His lips were softer than she’d imagined they’d be. His calloused hands tangled in her short hair, bringing her closer. She could taste the faint touch of alcohol on his tongue as her mouth slanted over his.
She looped an arm around his waist and easily lifted him up into the air.
“Hawke, put me down,” he said indignantly. She laughed breathlessly against his mouth.
“My shoulders were getting sore from bending over,” she said. She wound her free hand through his hair and tugged him back to kiss her again. She realized suddenly that she would be quite happy staying right here, like this, for the rest of her life. Well, maybe with a stool. She was strong, but Varric was sturdy. He’d probably whack her on the arm if she told him that though.
She set Varric down on the table, standing between his legs and bringing both hands up to cup his face.
“Better?” she whispered.

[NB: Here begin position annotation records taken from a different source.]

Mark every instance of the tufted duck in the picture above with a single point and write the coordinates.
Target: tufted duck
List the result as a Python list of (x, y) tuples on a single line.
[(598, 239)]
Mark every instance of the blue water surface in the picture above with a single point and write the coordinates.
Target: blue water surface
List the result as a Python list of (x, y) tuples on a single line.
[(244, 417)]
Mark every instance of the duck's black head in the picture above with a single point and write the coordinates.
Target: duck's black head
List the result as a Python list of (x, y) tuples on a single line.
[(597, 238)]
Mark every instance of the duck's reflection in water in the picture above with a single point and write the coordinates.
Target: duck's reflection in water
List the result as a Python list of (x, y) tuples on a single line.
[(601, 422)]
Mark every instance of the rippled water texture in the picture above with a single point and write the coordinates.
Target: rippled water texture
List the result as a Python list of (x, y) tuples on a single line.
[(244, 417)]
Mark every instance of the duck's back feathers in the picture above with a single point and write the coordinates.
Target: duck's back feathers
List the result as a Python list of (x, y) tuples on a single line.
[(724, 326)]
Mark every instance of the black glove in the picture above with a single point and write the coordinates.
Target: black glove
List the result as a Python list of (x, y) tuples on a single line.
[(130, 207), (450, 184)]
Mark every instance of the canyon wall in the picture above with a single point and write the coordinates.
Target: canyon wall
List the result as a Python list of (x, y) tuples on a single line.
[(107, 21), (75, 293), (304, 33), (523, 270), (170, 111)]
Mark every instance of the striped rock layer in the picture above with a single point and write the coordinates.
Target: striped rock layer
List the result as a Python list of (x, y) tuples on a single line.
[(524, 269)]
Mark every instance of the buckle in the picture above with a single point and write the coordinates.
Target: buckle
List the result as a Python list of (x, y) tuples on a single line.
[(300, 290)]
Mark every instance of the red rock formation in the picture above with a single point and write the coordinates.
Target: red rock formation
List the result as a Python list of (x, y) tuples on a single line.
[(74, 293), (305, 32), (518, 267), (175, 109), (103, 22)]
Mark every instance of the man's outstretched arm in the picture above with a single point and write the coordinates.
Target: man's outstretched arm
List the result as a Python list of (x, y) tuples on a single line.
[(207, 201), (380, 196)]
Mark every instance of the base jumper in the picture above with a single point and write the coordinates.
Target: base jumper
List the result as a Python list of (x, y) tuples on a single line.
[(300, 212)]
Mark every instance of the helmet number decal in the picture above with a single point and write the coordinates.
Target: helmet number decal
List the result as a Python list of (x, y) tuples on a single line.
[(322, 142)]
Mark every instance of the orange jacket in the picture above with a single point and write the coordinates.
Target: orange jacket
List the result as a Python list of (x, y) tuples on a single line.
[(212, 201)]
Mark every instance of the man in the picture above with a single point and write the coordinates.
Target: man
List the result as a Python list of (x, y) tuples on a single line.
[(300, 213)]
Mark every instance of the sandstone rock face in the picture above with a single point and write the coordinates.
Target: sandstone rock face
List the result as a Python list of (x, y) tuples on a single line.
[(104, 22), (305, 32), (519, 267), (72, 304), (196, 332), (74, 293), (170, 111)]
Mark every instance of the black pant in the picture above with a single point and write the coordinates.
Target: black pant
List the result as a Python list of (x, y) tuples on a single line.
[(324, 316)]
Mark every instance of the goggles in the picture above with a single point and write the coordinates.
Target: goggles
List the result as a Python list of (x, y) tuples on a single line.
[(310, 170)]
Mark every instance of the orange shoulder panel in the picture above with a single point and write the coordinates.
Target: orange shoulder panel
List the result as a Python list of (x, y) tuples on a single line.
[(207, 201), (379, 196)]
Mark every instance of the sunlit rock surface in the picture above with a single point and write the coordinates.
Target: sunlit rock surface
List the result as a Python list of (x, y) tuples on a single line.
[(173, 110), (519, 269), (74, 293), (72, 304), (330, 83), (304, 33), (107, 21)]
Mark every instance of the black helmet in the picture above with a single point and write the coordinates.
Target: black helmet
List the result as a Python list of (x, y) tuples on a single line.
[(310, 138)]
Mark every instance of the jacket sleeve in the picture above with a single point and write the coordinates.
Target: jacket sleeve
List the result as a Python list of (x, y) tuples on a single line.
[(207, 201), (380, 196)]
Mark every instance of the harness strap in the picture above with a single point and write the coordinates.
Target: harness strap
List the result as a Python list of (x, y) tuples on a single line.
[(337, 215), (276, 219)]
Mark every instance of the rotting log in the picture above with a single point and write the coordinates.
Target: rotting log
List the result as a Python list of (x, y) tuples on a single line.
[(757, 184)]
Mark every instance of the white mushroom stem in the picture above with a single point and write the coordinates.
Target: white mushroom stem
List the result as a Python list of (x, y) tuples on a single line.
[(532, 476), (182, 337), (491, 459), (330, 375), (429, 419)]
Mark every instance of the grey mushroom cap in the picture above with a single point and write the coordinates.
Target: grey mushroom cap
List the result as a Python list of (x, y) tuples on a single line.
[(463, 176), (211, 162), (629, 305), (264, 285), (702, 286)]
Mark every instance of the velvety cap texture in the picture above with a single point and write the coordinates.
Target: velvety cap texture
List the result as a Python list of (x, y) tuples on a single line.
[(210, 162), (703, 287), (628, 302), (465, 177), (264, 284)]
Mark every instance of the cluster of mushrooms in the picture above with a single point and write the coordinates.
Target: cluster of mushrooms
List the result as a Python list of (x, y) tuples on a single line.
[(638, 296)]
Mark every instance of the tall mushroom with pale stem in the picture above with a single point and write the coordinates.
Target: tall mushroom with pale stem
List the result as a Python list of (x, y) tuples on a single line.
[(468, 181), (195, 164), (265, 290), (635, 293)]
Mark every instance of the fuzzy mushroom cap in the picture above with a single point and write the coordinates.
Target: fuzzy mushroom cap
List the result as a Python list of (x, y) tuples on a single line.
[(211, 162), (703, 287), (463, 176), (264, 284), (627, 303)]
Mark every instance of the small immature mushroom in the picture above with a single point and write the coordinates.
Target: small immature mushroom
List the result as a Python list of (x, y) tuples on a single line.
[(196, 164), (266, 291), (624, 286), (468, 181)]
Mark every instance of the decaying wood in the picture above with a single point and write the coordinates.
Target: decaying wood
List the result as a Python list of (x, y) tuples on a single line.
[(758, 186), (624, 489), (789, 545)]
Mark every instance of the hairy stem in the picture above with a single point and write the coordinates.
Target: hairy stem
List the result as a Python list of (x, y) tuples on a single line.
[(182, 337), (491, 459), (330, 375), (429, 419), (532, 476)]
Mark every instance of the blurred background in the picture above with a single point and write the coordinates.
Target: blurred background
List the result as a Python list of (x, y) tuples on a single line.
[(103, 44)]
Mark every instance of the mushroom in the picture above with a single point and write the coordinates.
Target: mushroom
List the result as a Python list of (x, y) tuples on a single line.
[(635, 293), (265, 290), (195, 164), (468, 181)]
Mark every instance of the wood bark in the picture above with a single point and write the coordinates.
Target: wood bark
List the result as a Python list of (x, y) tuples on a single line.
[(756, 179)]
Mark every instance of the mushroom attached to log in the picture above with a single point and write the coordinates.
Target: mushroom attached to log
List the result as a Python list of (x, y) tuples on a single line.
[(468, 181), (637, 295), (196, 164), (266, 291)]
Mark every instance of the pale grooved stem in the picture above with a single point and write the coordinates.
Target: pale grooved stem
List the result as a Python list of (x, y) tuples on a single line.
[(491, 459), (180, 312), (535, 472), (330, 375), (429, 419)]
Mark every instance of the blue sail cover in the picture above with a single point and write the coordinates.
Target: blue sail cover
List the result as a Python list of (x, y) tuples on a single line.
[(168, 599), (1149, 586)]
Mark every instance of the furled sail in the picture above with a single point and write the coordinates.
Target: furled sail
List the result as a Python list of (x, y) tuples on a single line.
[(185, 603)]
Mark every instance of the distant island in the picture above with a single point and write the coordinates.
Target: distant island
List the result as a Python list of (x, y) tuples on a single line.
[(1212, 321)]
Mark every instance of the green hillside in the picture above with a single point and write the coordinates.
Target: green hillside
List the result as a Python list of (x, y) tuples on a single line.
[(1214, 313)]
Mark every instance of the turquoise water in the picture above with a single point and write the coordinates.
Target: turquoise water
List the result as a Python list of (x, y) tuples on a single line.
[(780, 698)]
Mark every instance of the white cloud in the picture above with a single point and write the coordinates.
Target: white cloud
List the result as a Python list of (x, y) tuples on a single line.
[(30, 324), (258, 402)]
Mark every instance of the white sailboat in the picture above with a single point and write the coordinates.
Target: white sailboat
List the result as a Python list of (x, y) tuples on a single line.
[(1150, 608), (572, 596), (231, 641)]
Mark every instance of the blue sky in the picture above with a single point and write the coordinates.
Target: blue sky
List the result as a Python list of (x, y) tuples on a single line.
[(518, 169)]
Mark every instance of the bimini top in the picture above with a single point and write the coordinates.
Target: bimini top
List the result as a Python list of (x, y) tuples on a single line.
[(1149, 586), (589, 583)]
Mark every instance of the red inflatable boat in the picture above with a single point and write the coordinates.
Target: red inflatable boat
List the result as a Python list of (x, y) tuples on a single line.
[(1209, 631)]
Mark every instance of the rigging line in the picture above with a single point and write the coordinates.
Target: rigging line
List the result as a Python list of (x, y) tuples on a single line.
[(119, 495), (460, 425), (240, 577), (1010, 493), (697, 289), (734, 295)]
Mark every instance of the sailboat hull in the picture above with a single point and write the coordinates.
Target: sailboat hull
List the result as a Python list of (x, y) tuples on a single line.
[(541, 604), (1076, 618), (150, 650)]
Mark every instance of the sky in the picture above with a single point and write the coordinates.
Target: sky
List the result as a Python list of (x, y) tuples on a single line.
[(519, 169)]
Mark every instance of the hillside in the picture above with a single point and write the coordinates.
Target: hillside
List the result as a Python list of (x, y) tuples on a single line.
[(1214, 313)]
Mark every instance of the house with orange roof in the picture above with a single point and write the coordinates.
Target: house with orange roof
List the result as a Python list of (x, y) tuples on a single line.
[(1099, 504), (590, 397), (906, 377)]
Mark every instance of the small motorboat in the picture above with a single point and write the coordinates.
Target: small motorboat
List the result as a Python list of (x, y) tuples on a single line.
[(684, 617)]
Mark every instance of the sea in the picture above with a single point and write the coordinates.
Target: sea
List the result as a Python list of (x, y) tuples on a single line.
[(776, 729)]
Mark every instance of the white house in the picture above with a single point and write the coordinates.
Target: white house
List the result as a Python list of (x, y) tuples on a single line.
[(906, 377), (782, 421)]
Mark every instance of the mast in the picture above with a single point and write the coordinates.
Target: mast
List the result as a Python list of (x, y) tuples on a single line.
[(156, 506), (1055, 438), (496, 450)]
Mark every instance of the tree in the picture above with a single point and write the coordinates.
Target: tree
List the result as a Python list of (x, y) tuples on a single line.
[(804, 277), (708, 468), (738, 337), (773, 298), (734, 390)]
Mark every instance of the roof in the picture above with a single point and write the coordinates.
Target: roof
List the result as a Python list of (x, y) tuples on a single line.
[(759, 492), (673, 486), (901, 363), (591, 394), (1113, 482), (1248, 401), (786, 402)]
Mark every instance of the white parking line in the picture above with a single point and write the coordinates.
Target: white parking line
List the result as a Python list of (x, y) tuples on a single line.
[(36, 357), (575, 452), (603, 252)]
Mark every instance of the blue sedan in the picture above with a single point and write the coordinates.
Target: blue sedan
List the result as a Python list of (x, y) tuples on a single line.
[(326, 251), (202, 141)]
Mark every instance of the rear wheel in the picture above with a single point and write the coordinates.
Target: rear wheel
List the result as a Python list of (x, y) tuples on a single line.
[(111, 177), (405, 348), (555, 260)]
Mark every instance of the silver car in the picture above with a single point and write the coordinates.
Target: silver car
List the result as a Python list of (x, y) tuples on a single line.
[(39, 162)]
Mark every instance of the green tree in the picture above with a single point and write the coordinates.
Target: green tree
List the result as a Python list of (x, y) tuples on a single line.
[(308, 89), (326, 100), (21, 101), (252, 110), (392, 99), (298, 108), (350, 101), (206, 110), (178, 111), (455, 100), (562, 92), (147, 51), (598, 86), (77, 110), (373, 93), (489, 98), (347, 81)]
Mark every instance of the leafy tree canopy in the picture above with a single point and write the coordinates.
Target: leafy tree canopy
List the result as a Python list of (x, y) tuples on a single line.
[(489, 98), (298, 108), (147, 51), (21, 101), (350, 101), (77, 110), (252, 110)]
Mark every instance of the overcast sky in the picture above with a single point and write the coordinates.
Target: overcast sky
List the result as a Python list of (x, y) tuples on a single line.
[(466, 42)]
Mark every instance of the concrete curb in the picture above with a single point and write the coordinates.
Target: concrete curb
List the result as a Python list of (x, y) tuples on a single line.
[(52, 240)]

He grumbled something indistinct and unflattering that was abruptly cut off as she began to trail kisses down to his neck.
“Would you believe that I’ve wanted to do this for years?” he rasped. Hawke stilled. And then, she began to laugh, resting her forehead against Varric’s.
“Well, there’s no call to be rude,” he said. She pressed a soft kiss to his forehead, still chuckling.
“I have as well,” she said at last.
“Ah,” Varric managed. And then, “So, what now?”
“You in a rush, Tethras?” Marian asked. She gently tipped his chin up to face her. “Seems to me we’ve got all the time in the world.”
“So we do,” he said, and he kissed her again.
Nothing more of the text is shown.